By Paul Goble
Disorders in Russia have become “inevitable,” an Ekho Moskvy commentator argues, because the country’s leadership has deprived the people of a choice in the elections. As a result, Matvey Ganapolsky says, the regime in Moscow is “closer to falling” than Mikhail Saakashvili’s in Tbilisi despite all Russia has done to destabilize Georgia.
Certainly the Georgian government has its problems, the Moscow analyst acknowledges, but at least it is the initiator of reforms. In the Russian capital, however, the only thing that matters is doing what Vladimir Putin wants be it the continuing incarceration of Khodorkovsky or the suppression of dissent (http://echo.msk.ru/blog/ganapolsky/753605-echo/).
Indeed, Ganapolsky says, the situation in Russia has deteriorated to the point that today Russians “do not curse the Kremlin, they laugh about it, and in the Internet, the leaders are recalled only with foul language” – and that is because no one believes that those in power can do anything they promise.
In this situation, those in power may be able to hold on for a time, Ganapolsky says, but they will not be able to do so forever – and they know it. The powers that be “understand that this business is coming to an end, but power is too sweet to give it up.” But by holding on in the way they are, he suggests, those in power now are only making the future of the country worse.
By failing to open up the political system, by reducing the citizenry to the status of “slaves,” and by simply clinging to power and control over the country’s wealth, Ganapolsky says, “the suicides in the Kremlin are leading the country precisely to the ‘senseless and pitiless’ revolt” so many have warned about for so long.
This “Russian revolt” is be “a revolt because there will not be an alternative force which would organize the crowd – the Kremlin has devoted all its efforts in order to declare any alternative to be madness,” apparently convinced that this is “some kind of amulet against disorders.”
“But this is a profound misconception,” Ganapolsky says, something leaders often do not recognize until the crowds have stormed the television station and the leaders themselves have fled abroad, “bitterly reflecting about their own ungrateful people and about Saakashvili who apparently has organized this revolt.”

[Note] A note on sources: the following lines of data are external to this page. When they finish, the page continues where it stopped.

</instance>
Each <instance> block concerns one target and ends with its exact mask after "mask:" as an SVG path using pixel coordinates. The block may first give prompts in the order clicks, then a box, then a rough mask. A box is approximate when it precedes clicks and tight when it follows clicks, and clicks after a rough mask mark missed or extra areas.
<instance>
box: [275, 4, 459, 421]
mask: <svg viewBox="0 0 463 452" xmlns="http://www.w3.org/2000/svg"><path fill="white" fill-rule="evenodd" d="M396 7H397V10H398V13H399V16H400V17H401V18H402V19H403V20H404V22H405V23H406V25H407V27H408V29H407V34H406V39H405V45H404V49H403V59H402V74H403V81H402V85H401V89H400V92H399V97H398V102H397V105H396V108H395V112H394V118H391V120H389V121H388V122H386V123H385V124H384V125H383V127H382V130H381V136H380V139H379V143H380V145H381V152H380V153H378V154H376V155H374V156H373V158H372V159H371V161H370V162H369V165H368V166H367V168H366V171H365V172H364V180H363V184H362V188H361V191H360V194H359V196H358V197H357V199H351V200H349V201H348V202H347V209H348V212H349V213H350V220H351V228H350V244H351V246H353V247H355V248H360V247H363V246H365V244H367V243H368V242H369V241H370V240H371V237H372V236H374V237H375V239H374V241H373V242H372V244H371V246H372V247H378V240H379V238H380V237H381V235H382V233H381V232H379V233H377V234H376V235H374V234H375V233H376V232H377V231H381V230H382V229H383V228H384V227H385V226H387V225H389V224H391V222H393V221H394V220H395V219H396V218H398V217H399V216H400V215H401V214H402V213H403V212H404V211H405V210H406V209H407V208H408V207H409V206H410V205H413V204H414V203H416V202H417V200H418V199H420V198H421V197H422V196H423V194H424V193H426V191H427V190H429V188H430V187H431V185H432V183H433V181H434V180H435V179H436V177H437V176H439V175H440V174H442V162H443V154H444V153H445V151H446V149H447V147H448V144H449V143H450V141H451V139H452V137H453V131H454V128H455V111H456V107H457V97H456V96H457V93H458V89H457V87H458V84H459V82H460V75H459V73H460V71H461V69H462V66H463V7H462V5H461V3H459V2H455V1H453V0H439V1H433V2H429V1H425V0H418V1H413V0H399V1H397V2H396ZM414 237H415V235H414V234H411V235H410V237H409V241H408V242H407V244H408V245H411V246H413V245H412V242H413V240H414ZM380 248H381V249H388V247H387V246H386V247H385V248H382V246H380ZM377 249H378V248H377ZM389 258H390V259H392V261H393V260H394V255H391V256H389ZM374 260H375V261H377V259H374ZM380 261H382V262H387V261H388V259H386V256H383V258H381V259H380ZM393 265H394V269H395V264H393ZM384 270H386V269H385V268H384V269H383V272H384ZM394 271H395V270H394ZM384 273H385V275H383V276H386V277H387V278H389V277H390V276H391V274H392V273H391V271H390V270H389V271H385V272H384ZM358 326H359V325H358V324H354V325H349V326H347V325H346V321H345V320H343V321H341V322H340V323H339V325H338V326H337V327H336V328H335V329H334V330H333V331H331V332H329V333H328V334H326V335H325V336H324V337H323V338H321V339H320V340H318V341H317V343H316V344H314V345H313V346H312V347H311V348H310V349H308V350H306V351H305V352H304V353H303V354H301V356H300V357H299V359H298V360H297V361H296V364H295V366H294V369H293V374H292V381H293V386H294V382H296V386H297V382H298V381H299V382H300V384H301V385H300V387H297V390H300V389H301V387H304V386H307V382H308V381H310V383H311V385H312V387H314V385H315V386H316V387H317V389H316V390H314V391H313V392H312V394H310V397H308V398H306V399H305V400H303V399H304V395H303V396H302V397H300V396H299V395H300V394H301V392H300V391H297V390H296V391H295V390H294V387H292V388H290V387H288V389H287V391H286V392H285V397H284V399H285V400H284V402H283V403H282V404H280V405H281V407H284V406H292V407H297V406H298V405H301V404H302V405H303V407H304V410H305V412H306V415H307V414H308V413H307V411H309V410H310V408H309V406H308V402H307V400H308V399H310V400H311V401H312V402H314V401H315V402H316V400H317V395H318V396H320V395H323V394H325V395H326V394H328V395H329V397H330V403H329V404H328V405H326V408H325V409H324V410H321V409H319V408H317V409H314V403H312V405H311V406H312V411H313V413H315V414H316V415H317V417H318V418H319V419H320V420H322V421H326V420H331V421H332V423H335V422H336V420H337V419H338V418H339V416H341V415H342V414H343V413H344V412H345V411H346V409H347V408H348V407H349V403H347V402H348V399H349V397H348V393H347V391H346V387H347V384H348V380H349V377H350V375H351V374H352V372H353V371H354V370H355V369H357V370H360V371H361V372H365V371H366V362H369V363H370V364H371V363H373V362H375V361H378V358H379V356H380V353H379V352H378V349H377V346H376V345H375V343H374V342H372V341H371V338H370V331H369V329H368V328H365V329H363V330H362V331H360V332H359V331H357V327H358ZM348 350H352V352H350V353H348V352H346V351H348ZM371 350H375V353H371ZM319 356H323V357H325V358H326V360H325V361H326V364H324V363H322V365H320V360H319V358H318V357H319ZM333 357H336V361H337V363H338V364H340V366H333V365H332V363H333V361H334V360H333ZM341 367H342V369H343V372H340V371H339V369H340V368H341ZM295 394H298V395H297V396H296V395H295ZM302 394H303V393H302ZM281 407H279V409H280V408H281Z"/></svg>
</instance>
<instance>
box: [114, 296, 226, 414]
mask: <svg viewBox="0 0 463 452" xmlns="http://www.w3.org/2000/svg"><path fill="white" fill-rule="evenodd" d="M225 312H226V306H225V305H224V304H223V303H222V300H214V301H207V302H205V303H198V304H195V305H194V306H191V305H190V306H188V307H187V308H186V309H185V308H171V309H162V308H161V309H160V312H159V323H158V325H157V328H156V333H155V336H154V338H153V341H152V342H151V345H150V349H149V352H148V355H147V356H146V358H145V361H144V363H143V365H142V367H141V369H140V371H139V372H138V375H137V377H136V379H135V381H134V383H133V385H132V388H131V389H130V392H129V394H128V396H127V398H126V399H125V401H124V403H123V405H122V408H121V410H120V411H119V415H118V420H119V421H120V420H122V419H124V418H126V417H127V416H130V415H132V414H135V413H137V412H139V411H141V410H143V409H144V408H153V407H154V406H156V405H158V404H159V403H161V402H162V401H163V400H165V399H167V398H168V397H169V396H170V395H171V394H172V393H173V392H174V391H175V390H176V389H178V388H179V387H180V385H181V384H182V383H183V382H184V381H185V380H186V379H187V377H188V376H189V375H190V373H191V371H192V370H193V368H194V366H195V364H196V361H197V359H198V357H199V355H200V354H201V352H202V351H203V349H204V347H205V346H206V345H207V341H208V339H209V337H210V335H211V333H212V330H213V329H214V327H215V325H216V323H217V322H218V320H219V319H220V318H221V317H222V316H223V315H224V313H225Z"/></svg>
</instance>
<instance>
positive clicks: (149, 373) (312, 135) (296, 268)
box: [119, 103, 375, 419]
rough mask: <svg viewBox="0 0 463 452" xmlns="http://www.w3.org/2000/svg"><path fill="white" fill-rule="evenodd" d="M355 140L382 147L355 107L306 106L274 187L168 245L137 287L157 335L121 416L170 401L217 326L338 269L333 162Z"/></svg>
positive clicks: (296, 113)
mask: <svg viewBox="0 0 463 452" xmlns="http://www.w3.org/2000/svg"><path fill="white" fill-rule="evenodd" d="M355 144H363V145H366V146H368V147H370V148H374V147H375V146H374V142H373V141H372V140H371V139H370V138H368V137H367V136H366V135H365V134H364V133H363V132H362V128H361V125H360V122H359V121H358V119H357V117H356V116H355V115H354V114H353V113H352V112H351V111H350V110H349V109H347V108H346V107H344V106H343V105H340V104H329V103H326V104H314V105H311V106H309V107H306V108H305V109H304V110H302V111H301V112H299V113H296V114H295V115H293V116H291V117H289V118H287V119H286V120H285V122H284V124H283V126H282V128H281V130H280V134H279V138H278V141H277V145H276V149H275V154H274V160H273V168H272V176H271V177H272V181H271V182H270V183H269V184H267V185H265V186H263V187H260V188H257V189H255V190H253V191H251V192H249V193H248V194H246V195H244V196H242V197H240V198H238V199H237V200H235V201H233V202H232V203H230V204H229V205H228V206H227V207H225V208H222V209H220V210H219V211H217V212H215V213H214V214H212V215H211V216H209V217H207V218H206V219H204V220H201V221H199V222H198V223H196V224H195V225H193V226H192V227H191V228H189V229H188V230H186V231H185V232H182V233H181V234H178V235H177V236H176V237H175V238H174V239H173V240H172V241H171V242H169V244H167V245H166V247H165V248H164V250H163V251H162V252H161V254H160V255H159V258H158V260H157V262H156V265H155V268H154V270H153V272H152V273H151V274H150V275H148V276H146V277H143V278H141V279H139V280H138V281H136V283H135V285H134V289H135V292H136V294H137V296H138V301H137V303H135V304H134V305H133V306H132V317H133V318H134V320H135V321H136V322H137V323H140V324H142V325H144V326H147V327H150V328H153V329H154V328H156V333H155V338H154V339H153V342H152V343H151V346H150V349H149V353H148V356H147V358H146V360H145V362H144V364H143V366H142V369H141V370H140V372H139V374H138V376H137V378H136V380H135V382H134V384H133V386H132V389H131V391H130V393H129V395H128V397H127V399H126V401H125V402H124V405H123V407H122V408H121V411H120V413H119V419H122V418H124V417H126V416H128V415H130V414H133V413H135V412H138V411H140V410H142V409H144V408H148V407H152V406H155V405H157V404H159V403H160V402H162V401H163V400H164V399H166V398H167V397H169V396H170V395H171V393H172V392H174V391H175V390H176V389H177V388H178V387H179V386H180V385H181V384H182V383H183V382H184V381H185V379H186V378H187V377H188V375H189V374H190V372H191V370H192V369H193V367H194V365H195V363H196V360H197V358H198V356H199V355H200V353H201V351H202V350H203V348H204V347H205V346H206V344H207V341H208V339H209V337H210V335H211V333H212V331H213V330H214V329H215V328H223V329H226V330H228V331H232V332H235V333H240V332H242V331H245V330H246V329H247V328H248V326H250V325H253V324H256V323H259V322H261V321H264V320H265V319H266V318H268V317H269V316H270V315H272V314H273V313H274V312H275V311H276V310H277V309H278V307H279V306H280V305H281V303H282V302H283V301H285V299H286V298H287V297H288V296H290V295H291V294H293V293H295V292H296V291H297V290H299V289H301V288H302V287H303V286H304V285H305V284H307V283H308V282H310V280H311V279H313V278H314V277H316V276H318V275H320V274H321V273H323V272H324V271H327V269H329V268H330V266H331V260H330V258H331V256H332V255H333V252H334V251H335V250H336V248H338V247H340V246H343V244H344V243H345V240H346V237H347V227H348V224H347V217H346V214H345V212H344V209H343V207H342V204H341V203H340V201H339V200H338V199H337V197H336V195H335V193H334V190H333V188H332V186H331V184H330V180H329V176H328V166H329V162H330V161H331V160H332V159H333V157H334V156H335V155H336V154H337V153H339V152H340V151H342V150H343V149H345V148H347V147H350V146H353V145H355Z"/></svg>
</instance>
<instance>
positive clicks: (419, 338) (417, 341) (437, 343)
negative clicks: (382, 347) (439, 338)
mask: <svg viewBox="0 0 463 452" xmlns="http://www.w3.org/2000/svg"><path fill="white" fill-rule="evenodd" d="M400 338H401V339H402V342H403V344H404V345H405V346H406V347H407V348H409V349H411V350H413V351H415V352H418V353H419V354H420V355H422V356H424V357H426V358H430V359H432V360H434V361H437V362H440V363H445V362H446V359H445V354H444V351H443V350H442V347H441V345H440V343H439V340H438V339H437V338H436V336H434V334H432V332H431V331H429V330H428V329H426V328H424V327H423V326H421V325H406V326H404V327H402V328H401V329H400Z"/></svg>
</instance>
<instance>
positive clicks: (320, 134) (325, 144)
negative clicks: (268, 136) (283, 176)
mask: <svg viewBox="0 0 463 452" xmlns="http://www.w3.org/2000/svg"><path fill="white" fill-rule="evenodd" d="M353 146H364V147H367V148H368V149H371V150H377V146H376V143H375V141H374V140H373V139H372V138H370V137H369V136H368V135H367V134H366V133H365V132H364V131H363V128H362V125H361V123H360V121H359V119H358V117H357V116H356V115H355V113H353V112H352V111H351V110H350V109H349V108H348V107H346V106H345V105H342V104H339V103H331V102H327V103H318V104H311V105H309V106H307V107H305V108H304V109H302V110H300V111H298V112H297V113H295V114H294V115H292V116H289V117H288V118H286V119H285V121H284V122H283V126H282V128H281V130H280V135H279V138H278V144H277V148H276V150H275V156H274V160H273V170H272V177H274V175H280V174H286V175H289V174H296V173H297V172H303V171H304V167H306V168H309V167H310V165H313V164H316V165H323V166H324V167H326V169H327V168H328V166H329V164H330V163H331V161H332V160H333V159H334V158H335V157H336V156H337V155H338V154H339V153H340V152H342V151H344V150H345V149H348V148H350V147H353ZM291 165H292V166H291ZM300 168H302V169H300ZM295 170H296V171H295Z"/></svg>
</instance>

Ganapolsky’s words may strike many as extreme, but in fact, they reflect a large and growing trend among commentators in the Russian capital, and their arguments and conclusions are being picked up ever more frequently by mainstream publications, itself an indication of some of the problems that the Ekho Moskvy host points to.
An example of that is provided by lead article in today’s “Nezavisimaya gazeta.” The editors of that paper argue that the Russian powers that be “must learn to speak to society the truth about the war” that is going on in their country rather than to assume that they can ignore what Russian citizens are feeling (http://www.ng.ru/editorial/2011-02-28/2_red.html).
Russians have become accustomed to living with ever more restrictions on their activities, the paper says, but they have been willing to do so in the expectation that the powers will be able to protect them from violence. And now, it is clear, “the police state cannot defend [them] from terrorist actions,” in the North Caucasus or even in Moscow.
Moreover, the paper adds, Russians “understand that the longstanding government optimism concerning the stabilization in the North Caucasus does not have any basis in fact.” But “the government refuses to recognize” either the problem in the south of the country or the problem the absence of a solution there has created for itself elsewhere.
“The atrophying of civil society [in Russia] is the result of the intentional activity of the state.” It eliminated elections to many posts and competition in elections to others, and “people become accustomed to the idea that the powers don’t need them.” In addition, opposition figures were “converted into marginals” and “party construction frozen.”
As a result, there was no way within the system for the anger an increasing number of Russians feel, and consequently, as polls show, ever more of them are prepared “to take part in street actions.” Such “an internal emigration is not constructive e for the powers,” the editors note.
“With such a level of protest attitudes, [Russia] will not shift toward modernization” because the state will have to spend its time trying to prevent “social explosions.” But that is just the problem, “Nezavisimaya” says. “The status of slaves” to which Moscow has reduced Russians leaves them “capable only of revolt.”
“The restoration of freedom,” which Russia so desperately needs, the paper conditions, “could begin with an honest conversation. But restoration efforts could proceed according to another scenario,” all the more so “when de facto on the territory of Russia a war is taking place.”
Tragically, many are seeking to give the impression that the whole country is absorbed with choosing a mascot for the Sochi Olympics. “If that were really so, then it would be better not to be clear about just what kind of a country this is—or who needs an Olympics in a land where every day citizens are being shot and blown up.”